Em 1920, Lewis montou em Oxford uma casa para a Sra. Moore e sua filha, as quais eram mãe e irmã do falecido amigo Paddy, e começou a morar com elas a partir de junho de 1921. Em março do mesmo ano, morre William T. Kirkpatrick.
Em outubro de 1924, Lewis começou a lecionar Filosofia em Oxford como professor substituto. Em maio de 1925, foi eleito membro do Magdalen College, em Oxford, onde passou a trabalhar como professor de jovens que aprendiam Língua Inglesa e Literatura. Lewis ficou neste cargo por vinte e nove anos, transferindo-se em 1954 para o Magdalen College em Cambridge. Em maio de 1926, o primeiro encontro entre Lewis e o futuro amigo J.R.R. Tolkien aconteceu, e em 1929 Lewis tornou-se um teísta. Em Surpreendido pela Alegria, Lewis comentou sobre o momento que ele tornou-se um teísta: “No semestre do Trinity College, em 1929, eu cedi, admitindo que Deus era Deus, caí de joelhos e orei: talvez, naquela noite, eu fosse o mais desanimado e relutante convertido em toda a Inglaterra”. Em setembro desse mesmo ano, Albert Lewis morre de câncer em Belfast.

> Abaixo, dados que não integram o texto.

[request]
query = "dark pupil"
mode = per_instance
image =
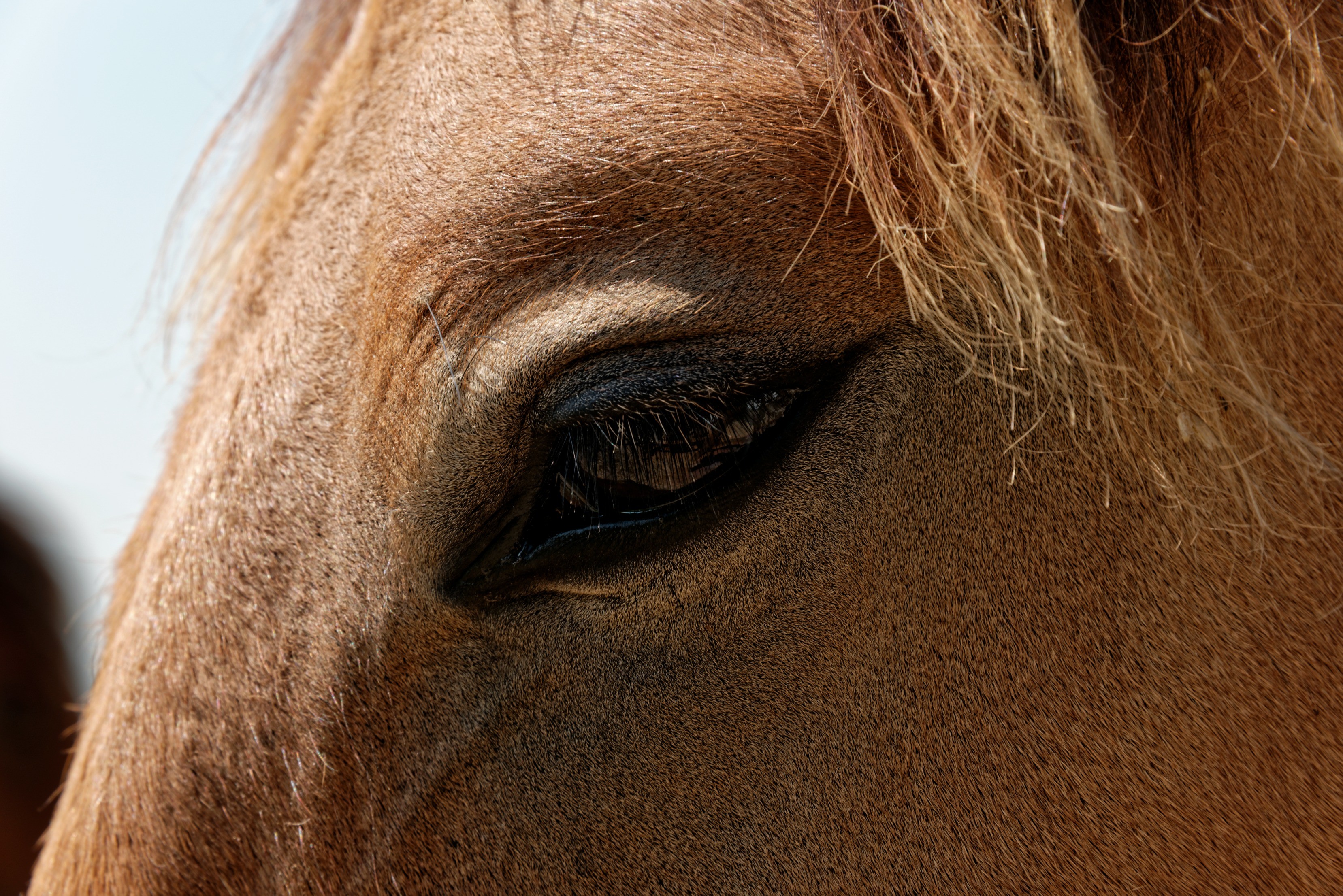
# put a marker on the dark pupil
(645, 464)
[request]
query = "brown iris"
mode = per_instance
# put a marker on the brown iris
(645, 462)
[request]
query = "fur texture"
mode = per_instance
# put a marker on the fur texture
(1044, 597)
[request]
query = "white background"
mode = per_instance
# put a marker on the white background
(104, 106)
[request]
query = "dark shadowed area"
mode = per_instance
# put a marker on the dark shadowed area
(34, 703)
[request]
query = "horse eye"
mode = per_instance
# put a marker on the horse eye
(649, 462)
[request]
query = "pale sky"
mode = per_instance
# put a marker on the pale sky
(104, 106)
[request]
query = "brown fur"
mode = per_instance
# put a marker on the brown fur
(1044, 598)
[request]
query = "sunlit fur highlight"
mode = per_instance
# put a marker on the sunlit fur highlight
(1036, 177)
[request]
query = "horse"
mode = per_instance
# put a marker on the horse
(747, 447)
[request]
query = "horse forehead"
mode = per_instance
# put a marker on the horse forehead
(499, 93)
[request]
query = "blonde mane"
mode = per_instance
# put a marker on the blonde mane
(1038, 178)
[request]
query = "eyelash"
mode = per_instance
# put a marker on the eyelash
(649, 462)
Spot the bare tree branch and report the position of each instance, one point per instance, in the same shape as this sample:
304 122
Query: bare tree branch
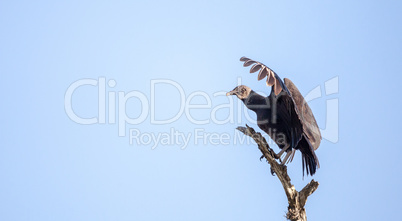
296 200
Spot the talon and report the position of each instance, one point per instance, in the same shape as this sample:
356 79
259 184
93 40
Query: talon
272 172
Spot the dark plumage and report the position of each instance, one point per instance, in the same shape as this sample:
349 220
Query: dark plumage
284 115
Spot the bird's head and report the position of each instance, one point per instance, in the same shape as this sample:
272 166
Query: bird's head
242 92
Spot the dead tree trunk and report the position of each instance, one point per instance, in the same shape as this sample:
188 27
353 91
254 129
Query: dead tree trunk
296 199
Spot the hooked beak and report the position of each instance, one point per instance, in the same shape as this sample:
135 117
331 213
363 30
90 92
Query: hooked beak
231 93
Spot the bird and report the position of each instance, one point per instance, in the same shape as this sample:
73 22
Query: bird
284 115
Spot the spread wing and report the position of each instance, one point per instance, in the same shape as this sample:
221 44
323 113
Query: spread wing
303 111
272 78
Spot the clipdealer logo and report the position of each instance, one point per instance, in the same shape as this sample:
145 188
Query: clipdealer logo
109 110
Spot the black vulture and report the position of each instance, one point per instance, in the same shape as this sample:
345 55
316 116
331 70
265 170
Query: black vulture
284 115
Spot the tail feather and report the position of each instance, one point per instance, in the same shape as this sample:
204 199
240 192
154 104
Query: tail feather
309 159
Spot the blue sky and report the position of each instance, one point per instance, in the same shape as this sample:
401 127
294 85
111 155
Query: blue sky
56 169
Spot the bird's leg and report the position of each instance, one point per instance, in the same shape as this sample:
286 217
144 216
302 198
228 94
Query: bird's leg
286 157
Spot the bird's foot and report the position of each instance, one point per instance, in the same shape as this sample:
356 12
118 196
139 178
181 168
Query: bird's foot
272 172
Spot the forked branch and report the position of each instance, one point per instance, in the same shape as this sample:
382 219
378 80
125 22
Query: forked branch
297 200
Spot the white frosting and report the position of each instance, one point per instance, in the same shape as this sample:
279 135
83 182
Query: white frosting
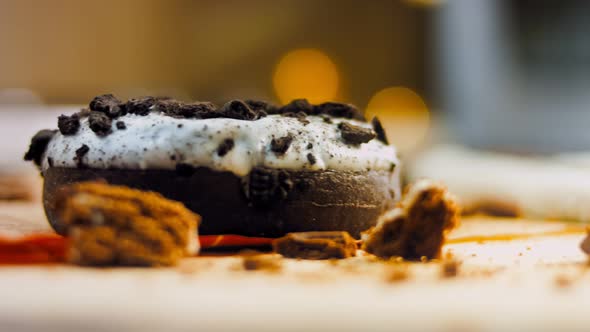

Em outubro de 1930 a Sra. Moore, Lewis e Warnie compraram The Kilns – uma propriedade próxima a Oxford, na qual Lewis e Warnie viveriam até o fim da vida. No ano seguinte, a reforma da Escola Inglesa proposta por Tolkien com o apoio de Lewis é aceita. Esta reforma reúne as disciplinas “língua” e “literatura’ em uma única matéria.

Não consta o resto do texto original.